3) When the finalizer thread runs the finalizers
Each time we do a GC, we would see if there are any objects whose finalize method needs to run, if so we add it to the freachable queue and set an event to wait up the finalizer thread. Generally if a managed app is doing work, it will trigger GCs so this means whenever you trigger a GC, the finalizer thread, if it’s not already working, will immediately be aware that there are finalizers to run. The finalizer thread doesn’t wake up at “some random point of time in the future”. When it’s waken up is well defined.

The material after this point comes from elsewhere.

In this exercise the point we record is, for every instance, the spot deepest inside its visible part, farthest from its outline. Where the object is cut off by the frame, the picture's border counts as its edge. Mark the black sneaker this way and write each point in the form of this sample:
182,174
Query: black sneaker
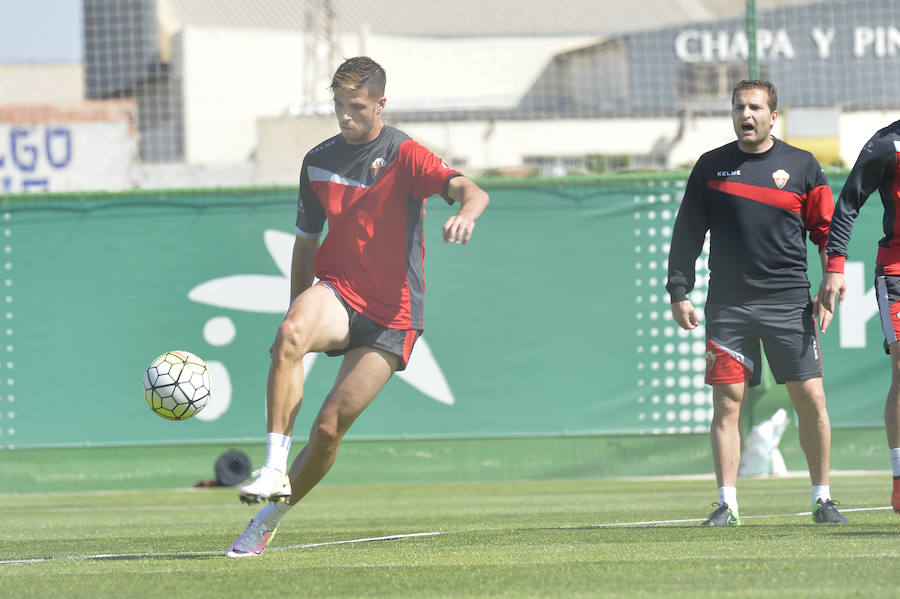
826,512
723,516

So what if a finalizer takes a long time to run? Yes it would block the finalizers behind it from running. But remember we said you should only release native resources in your finalize method which should be fast. If it takes days to run a finalizer then there’s a problem in how you implemented the finalize method and you should look into that.
A common problem we see is that the finalizer thread would stall if it needs to call into an STA thread to release a COM object because the STA thread is not pumping messages. This is strictly a user error – by design if a thread is STA it should be pumping messages. You can do so via Thread.Join or Application.DoEvents. Sometimes people observe that when they do this sequence:
The problem would go away – that’s just because WaitForPendingFinalizers happens to pump messages for your thread. This is not recommanded to use to fix this kind of problems because it’s a lot more heavy-weight than calling Thread.Join.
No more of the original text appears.